SINCE the two recent NATO-led military strikes that accidentally killed dozens of Afghan civilians, I have been thinking a great deal about the psychic toll that killing takes on soldiers.

In 2007, I was an Army lieutenant leading a group on a house-clearing mission in Baquba, Iraq, when I called in an artillery strike on a house. The strike destroyed the house and killed everyone inside. I thought we had struck enemy fighters, but I was wrong. A father, mother and their children had been huddled inside.

The feelings of disbelief that initially filled me quickly transformed into feelings of rage and self-loathing.
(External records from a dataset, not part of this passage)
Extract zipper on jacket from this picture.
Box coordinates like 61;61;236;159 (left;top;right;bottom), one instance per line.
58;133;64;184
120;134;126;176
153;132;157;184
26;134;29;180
The following weeks, months and years would prove that my life was forever changed.

In fact, it’s been nearly three years, and I still cannot remove from my mind the image of that family gathered together in the final moments of their lives. I can’t shake it. It simply lingers.

I know that many soldiers struggle long after they leave the battlefield to cope with civilian deaths. It does not matter whether they were responsible for those deaths, whether it was a mistake of the command, of the weaponry, or even the fault of the enemy, who in parts of both Iraq and Afghanistan have been known to intentionally place or involve civilians, even children, in their operations. Just seeing the lifeless body of a little boy or girl is all it takes.

For many soldiers, what follows a killing is a struggle of the mind. We become aware that what we’ve seen has changed us. We can’t unlearn it, and we continue to think of those innocent children. It is not possible to forget.